One day I saw Ray’s wife through my screen door as she was coming up the stairs. I was surprised because I’d hardly seen her since the day they moved in. She was carrying shopping bags. Her nose was bandaged and she wore sunglasses, even though the sun had just gone down.
When she reached the landing I opened my door, poked my head out and said, ‘Can I give you a hand?’
Ray’s wife looked at me, and then she looked down over the stair railing. She kind of shrugged and shook her head, and started climbing the next flight of stairs.
It was a hot night so I stepped out onto the landing, where the air was moving a bit more than the air i
nside my flat. Ray came up the stairs a minute later, stopping when he saw me. We heard a door slam above. Ray looked up and said, ‘Had a bit of a car accident yesterday, didn’t she? Looks worse than it is, though, thank fuck. When the bandage comes off she’ll be good as new, bro.’
I said, ‘Which is your other car?’
Ray said, ‘Eh?’
I said, ‘I thought you only had the one car – the HiLux, I mean. I saw it down in the car park half an hour ago and it looked fine. She must have been driving your other car, yeah?’
Ray started drumming his finger and thumb on the metal stair railing, tapping out a tune only he could hear, looking at me the whole time. After a little while he took his drum hand from the railing and rested it on my shoulder. It made me think of my father; he used to do that sometimes – the hand-on-the-shoulder part. My father had a heavy hand and so did Ray.
Ray said, ‘Don’t be a smart-arse, bro. I like you, but don’t be a smart-arse.’ Then he reached into the pocket of his shorts, pulled out a scrunched-up piece of paper and handed it to me. It was my windscreen note.

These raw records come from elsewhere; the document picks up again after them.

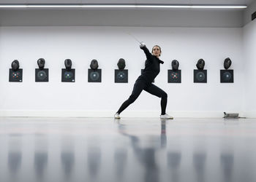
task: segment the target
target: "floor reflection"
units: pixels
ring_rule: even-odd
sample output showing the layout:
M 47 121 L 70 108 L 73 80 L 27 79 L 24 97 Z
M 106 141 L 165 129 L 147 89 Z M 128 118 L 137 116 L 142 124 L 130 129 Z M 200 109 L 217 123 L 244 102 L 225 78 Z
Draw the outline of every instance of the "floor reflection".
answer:
M 255 122 L 12 119 L 1 182 L 256 181 Z

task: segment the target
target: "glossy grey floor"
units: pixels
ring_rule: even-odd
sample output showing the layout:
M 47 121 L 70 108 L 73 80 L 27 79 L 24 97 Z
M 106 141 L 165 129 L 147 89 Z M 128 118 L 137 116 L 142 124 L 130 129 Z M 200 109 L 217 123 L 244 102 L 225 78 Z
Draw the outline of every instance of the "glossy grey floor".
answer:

He patted my shoulder and said, ‘Sweet as,’ and walked up the stairs.
I went back inside and sat on my swivel chair and started swivelling left and right, left and right. I could feel the evil instinct getting the upper hand, but at the same time I wondered if it was actually the good instinct dressed up as the evil instinct, or was it the evil instinct dressed up as the good instinct? It was no longer so clear, not like the last time, before I went away. On that occasion, the evil instinct beat the shit out of the good instinct. This time around I didn’t know what was beating the shit out of what.
I got off my swivel chair and went over to the kitchen table, where I wrote another note: Ray, meet me down in the car park at 11 p.m. tonight. I have something very important to talk to you about. I put my name on it this time.
I’m taking a last look around, making sure I’ve removed everything, down to the Command Hooks, which I’ve just peeled off the walls and put in my backpack. Ray was right, they really work: the walls look just as hookless as they did before. And soon the whole flat will look like I was never there. One thing I learned when I was away was that nothing in this world, not even your own house, lasts forever. One day, unexpectedly, you might just have to up and leave, take everything off the walls, hooks and all, and move out in a hurry, leaving little or none of yourself.